DST SERB High-End Workshop on application of statistics and machine learning in environmental research
(4th March-10th March, 2024)
The workshop is organized by the Indian Statistical Institute, Tezpur campus. Although, the course had run for a week, I and Prof. Sabyasachi Bhattacharya were engaged only in two days lecture. The main motto of this workshop is to refresh/update the knowledge of statistics in collection with the idea of Machine Learning. Now a days the analysis of any data sets require a good prior knowledge in any software. The most popular statistical software in this domain is the R software. The main reason behind the popularity of this software is that it is free of cost and you can easily download this software from the provided link (R software).
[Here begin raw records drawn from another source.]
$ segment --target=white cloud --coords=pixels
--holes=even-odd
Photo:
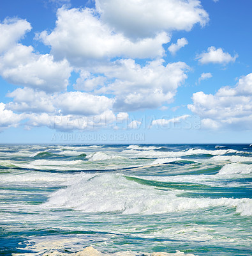
[[[164,111],[165,110],[167,110],[168,109],[168,107],[167,106],[162,106],[159,109],[161,110],[162,111]]]
[[[184,47],[184,45],[188,44],[188,41],[184,37],[178,39],[176,44],[172,44],[168,47],[168,50],[172,54],[175,54],[181,48]]]
[[[7,97],[13,97],[13,102],[6,104],[8,109],[17,112],[54,112],[53,97],[44,92],[31,88],[17,88],[7,93]]]
[[[221,88],[216,94],[194,93],[188,108],[198,115],[207,128],[251,129],[252,73],[241,78],[235,87]]]
[[[15,114],[11,110],[6,109],[5,104],[0,102],[0,132],[11,127],[17,127],[24,119],[23,115]]]
[[[133,120],[128,124],[128,127],[130,129],[139,129],[141,124],[142,122],[140,121]]]
[[[180,122],[181,120],[185,120],[188,117],[189,117],[189,115],[184,115],[182,116],[174,117],[171,119],[165,119],[165,118],[156,119],[151,122],[151,126],[155,125],[156,127],[158,127],[159,128],[165,127],[167,127],[167,125],[169,125],[171,123],[175,124]]]
[[[216,49],[211,46],[208,47],[207,52],[197,56],[196,59],[201,64],[227,64],[229,62],[234,62],[237,57],[237,54],[232,57],[228,52],[223,52],[221,48]]]
[[[200,83],[202,80],[208,79],[209,78],[212,77],[212,76],[211,73],[202,73],[198,78],[198,83]]]
[[[77,78],[73,87],[77,90],[91,92],[98,87],[103,87],[105,81],[105,77],[95,76],[84,70],[80,71],[80,77]]]
[[[18,44],[0,57],[0,74],[4,79],[45,92],[66,90],[71,70],[66,60],[54,61],[50,54],[34,52],[32,46]]]
[[[98,115],[111,109],[114,99],[80,92],[69,92],[56,99],[56,105],[64,114]]]
[[[163,60],[149,61],[141,67],[133,60],[119,60],[112,65],[96,67],[112,81],[96,92],[115,95],[115,109],[132,111],[158,108],[170,102],[187,78],[188,66],[183,62],[163,66]]]
[[[90,116],[76,115],[49,115],[43,113],[27,114],[26,118],[29,119],[26,123],[28,129],[46,126],[50,129],[64,131],[75,129],[92,130],[109,127],[115,120],[115,116],[111,110]]]
[[[127,120],[129,118],[129,114],[126,112],[119,112],[117,115],[116,115],[116,118],[117,120]]]
[[[204,26],[209,20],[198,0],[96,0],[96,6],[103,22],[133,38],[189,31],[194,24]]]
[[[165,32],[153,38],[131,40],[103,24],[91,9],[64,8],[57,11],[56,28],[49,35],[42,32],[40,38],[51,46],[51,53],[57,60],[66,58],[77,66],[87,65],[93,59],[161,56],[164,54],[162,45],[170,41]]]
[[[5,19],[0,23],[0,53],[8,51],[31,29],[26,20]]]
Apart from this another reason is the versatility i.e. this software is very much useful in every domain.
Introduction with R software:
It was begun in the 1990s by Robert Gentleman and Ross Ihaka of the Statistics Department of the University of Auckland. Nearly 20 senior statisticians provide the core development group of the R language, including the primary developer of the original §language, John Chambers, of Bell Labs. It contains a large, coherent, integrated collection of intermediate tools for data analysis. The software is FREE and can be downloaded from http://www.r-project.org/ or you can download from . The versatility of this software is that it can be used in every domain and the coding structure in this software is quite easy rather than the others. Moreover, R software is used not only for coding purpose, you can also prepare any manuscript or prepare any sorts of presentation in this software. R markdown will help in this case. The major yardstick of the software is the R packages. Basically, Packages are collections of R functions, data, and compiled code in a well-defined format. The directory where packages are stored is called the library. Currently, the CRAN package repository features 10964 available packages.https://cran.r-project.org/web/packages/. To install packages type install.packages(pkgs, dependencies=TRUE) in the console.
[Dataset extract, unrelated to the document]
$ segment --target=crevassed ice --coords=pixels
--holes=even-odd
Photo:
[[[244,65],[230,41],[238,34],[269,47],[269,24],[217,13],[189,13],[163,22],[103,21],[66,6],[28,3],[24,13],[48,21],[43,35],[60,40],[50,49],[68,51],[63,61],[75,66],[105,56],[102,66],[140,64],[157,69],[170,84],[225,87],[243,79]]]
In most of my research work i have used this software. Moreover, for any sorts of discrepancy do not hesitate to contact me. The contact details is provided in my home page. Don't worry this page will be update as per your needs.
References:
An introduction to R, Longhow Lam. (Link for the material https://cran.r-project.org/doc/contrib/Lam-IntroductionToR_LHL.pdf )
Applied Statistical Inference: Likelihood and Bayes by Leohard Held and Daniel Sabanes Bove, Springer-Verlag Berlin 2014
The R Student Companion, Brian Dennis, CRC Press, 2013.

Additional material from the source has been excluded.